Per suggellare un autunno di concerti imperdibili, il Locomotiv di via Sebastiano Serlio propone, dopo eventi imperdibili come Lamb e Zola Jesus, il ritorno sui palchi dei Lali Puna, con alle spalle un recente ritorno discografico intitolato “Two Windows”
e a distanza di sette anni dall'ultimo live bolognese proprio al
Locomotiv. Le fisiologiche incertezze dell'uscita discografica rendono
questi live un banco di prova importante per una band che dopo
un'ennesima pausa tenta di riaffacciarsi sul mercato discografico con
qualche punto interrogativo.
Ad aprire la serata ci pensano gli
italiani Manitoba, band nostrana nata nel 2015 grazie al sodalizio
artistico fra Giorgia Rossi Monti e Filippo Santini, poi aiutati dal
produttore Samuele Cangi, responsabile della svolta alt-electro-rock della band. Sulla falsariga di certe alterazioni fra indie-rock ed electro, il trio sul palco non eccelle ma nemmeno demerita, mostrando una frontman femminile molto capace a tenere il palco ed un chitarrista di grande talento. Purtroppo i pattern
elettronici a tratti paiono un po' ingessati e poco funzionali al suono
complessivo. Chiaramente l'idea di smarcarsi dallo stilema del duo
acustico è lodevole, tuttavia senza uno studio attento dell'integrazione
fra due componenti molto differenti, si rischia di ottenere un qualcosa
che è solo una via di mezzo fra vero cantautorato rock ed electro. Alla base di ciò però ci sono canzoni molto valide, fra tutte la bella “Glaciale”.
Quando
salgono sul palco i Lali Puna la domanda più grande è: il chitarrista
dov'è? Si sapeva che già da tempo fra Valerie Trebeljahr e Markus Acher
non correvano più buone acque nonostante il matrimonio e un'unione
artistica durata quasi vent'anni, tuttavia ci si aspettava che la band
fosse corsa ai ripari rimpiazzando il leader dei Notwist con un altro componente, quantomeno nelle esibizioni live.

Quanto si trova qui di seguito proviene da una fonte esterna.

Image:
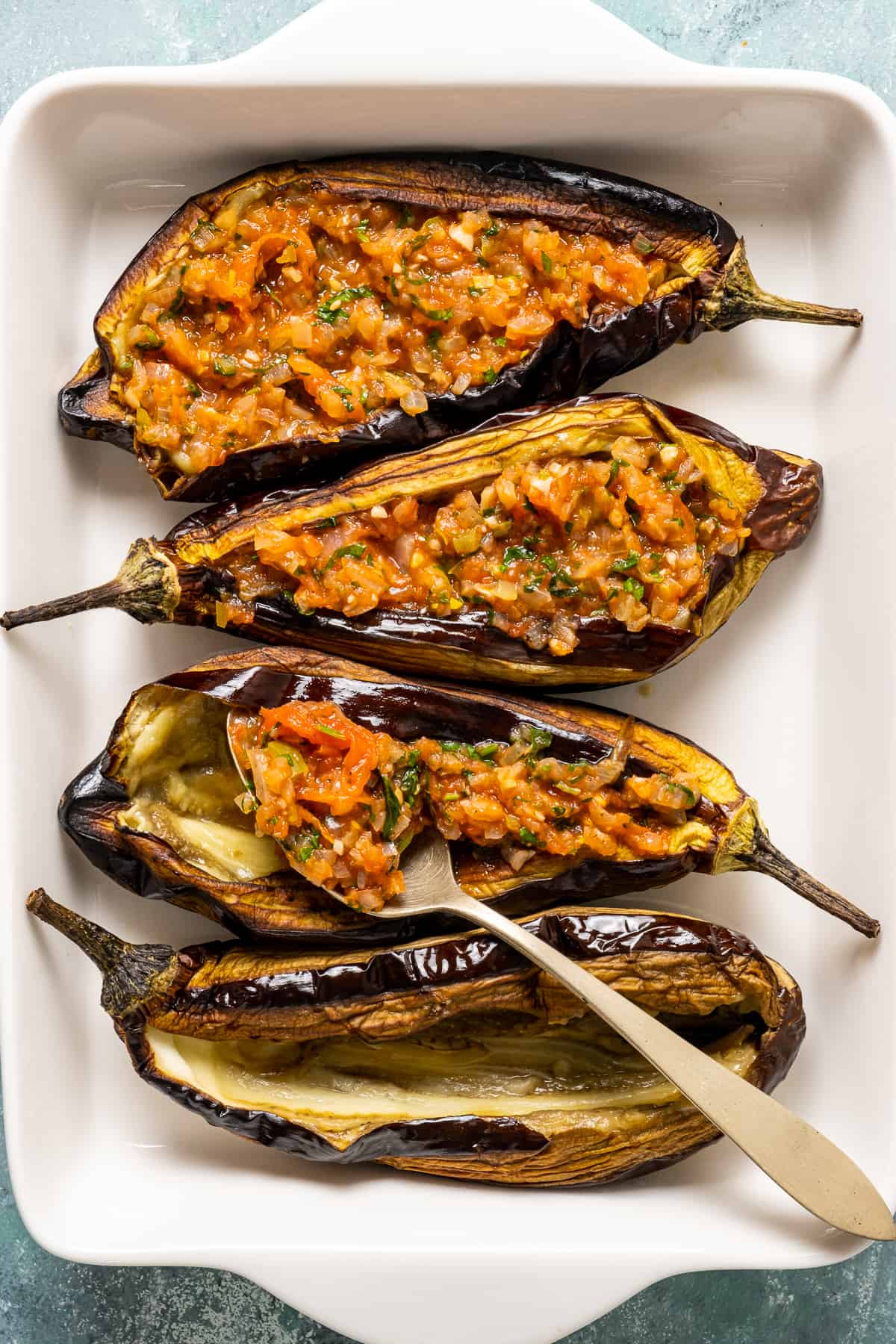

Così non è stato fatto ed inevitabilmente la performance ne ha
risentito. Nonostante la formazione tedesca faccia dell'elettronica la
sua componente fondamentale, è sotto gli occhi di tutti come molta della
musica proposta da Valerie e soci abbia nella chitarra uno strumento
fondamentale. Ascoltare i pattern di chitarra preregistrati o addirittura simulati con il synth (come nella conclusiva “Faking The Books”), fa storcere la bocca non poco oltre all'atavico problema dei live dei Lali Puna della voce di Valerie che difficilmente esce fuori al cospetto dell'intricato reticolo di suoni.
Nonostante
questi problemi di assetto ed equalizzazione, i Lali Puna sono sempre
loro ed in grande salute. Le emozioni salgono alle stelle quando
l'attacco di “Scary World Theory” fa capolino, mentre la magnifica “Deep
Dream” si conferma uno dei migliori pezzi della band, insieme a
classici intramontabili come “Left Handed”, “Small Thing”, “Bi-Pet” e
“Micronomic”. Ignorato con grande rammarico “Tridecoder”, viene dato
ampio spazio all'ultimo album con il pezzo omonimo, “Wonderland”, “The
Bucket” e “The Frame”, confermando la non totale riuscita dell'ultima
uscita. Come già analizzato in sede di recensione, secondo il modesto
parere di chi scrive, il trio berlinese ha nelle mani una carriera
ancora non del tutto relegata all'esecuzione dei grandi classici del
passato, bensì proiettata al futuro, come ben testimonia il picco di
efficacia del live appena commentato proprio coincidente con
“Deep Dream”. Sarà solo il tempo a dirci se Valerie e soci sono pronti
per diventare grandi una seconda volta.